Un virage rapide dans la politique militaire et les dépenses
La guerre en Ukraine et les tensions croissantes entre l’Otan et la Russie ont provoqué un changement majeur dans la politique de défense allemande. En 2022, Berlin a annoncé un fonds spécial historique de 100 milliards d’euros pour moderniser la Bundeswehr, le plus important investissement militaire depuis la Seconde Guerre mondiale. Ce fonds, destiné à financer équipements et infrastructures jusqu’en 2027-2028, vient s’ajouter au budget régulier de la défense.
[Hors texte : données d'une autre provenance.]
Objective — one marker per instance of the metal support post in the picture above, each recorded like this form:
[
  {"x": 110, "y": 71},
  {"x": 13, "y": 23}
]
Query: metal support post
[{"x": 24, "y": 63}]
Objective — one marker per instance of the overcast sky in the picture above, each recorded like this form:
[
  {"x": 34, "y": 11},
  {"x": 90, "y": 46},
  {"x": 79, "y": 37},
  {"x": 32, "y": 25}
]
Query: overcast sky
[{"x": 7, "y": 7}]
Le budget de défense a augmenté progressivement : environ 51,4 milliards d’euros en 2020, puis 53 milliards en 2021. En 2022, il a atteint entre 68 et 78 milliards, en incluant les premières dépenses du fonds spécial. L’objectif est de porter ces dépenses à 80-90 milliards d’euros d’ici 2025, pour respecter l’engagement de l’Otan qui recommande de consacrer au moins 2 % du PIB à la défense.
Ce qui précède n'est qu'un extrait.